Understanding Ventilation Perfusion (V/Q) Mismatch

  • /Reviewed by: Amy Rontal, MD
  • “..and s/he is probably suffering from some element of a V/Q mismatch.”

    -Brilliant medical student, AM Rounds, c. 2017

    It sounds smart because it is, and there’s a very good chance that a ventilation perfusion (VQ) mismatch is why your patient is hypoxic. Let’s investigate what this really means so that when you drop knowledge bombs like this in front of your residents and attendings, you have some data and understanding to back it up.

    What does the ‘V’ in “VQ Mismatch” stand for?

    Ventilation. It’s what keeps us going. For our intents and purposes, this is air/oxygen moving in and out of the lungs.

    What does the ‘Q’ in “VQ Mismatch” stand for?

    Blood flow. Also keeps us going. This is blood flowing through the pulmonary arteries into pulmonary capillaries, and ultimately pouring out the pulmonary veins back into the left atrium.

    Along the way, as long as it’s passing by alveoli that are full of oxygen, and that oxygen can diffuse across pneumocytes into the blood, this blood will pick up some oxygen in the pulmonary capillaries, and drop off some CO2.

     

    Now that groundwork is laid, let us investigate the concept of a mismatch between these two forces that we strive to keep in balance.

    There will always be some element of “mismatch” between blood flow and ventilation as one moves through different lung zones, but this is normal physiology and consistent with normal oxygenation.
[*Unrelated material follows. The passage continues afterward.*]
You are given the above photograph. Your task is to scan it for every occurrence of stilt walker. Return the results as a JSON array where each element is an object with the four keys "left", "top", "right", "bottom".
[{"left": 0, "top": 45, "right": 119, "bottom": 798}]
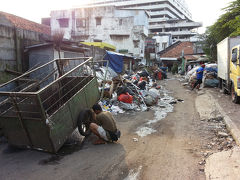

Upper (apical) zones of the have less ventilation, but far less blood flow, so V>Q, and the V/Q ratio is high. At the lung bases, there’s more ventilation, but much more blood flow, so V<Q and the V/Q ratio is less than 1.

    Pathological conditions create extreme amounts of V/Q mismatching which are not consistent with proper oxygenation.

    Let’s start with extremes which will best illustrate the example:

    V/Q Mismatch vs. Shunt

    V = 0. Therefore, V/Q = 0

    There is no ventilation; no air is moving in and out of alveoli. Blood flow, Q, is AOK. This is referred to as a SHUNT. These can occur because of an obstruction in the airway, like a mucous plug, a peanut, or a tumor (cannot ventilate distal to the mucus plug); or more distal at the level of alveoli, from edema/blood/pus in an alveolus (cannot get air/oxygen to the alveoli/capillary interface), or a collapsed airway. Again, blood flow is maintained, ventilation is non-existent, and a SHUNT exists.

    An important teaching point regarding shunts: They do not improve with administration of 100% oxygen. As you might imagine, this is because this oxygen is not reaching its effect site to diffuse across the pneumocytes.

    Now, for our other extreme:

    Q = 0. Therefore, V/Q = ∞

    We have no issues with ventilation of an area, but blood flow is compromised. This creates DEAD SPACE. What causes blood flow to cease? Extremely low cardiac output, external compression of the lung vasculature (too much PEEP, tension PTX, overdistended lungs, surgical clamping of the pulmonary artery), or an internal blockage (massive pulmonary embolism).

    Now, it’s rare to exist at either end of this spectrum. In a non-arrest, non-apneic state, for the lungs as a whole, some ventilation and some blood flow will always be maintained. However, there can always be some element of a “localized” V/Q mismatch in a particular lung segment.

    Hypoxemia

    A V/Q mismatch is usually a heterogenous problem, meaning that ventilation and perfusion are not properly matched across different areas of the lungs. While as a whole, there might be acceptable ventilation and blood flow, if areas of compromised blood flow are getting most of the ventilation, hypoxemia will ensue. This is because areas of normal blood flow are not getting enough ventilation.

    As far as specific etiologies, consider the following: a lobar pneumonia fills a lobe with neutrophils and mucous – there will not be adequate ventilation in that lobe. Atelectasis collapses distal airways – there will not be adequate ventilation in these airways. Pulmonary edema fills alveoli with fluid – you get the picture. COPD, a disease of increased pulmonary secretions, hyperinflation, and easily collapsible airways, sets a patient up perfectly for lots of areas of V/Q mismatch.

    When the natural balance of ventilation and perfusion to an area is compromised, a V/Q mismatch exists which will negatively impact systemic oxygenation.

    It doesn’t have to be as complicated as you want it to be. Just remember and understand the bolded sentence, and you’re there!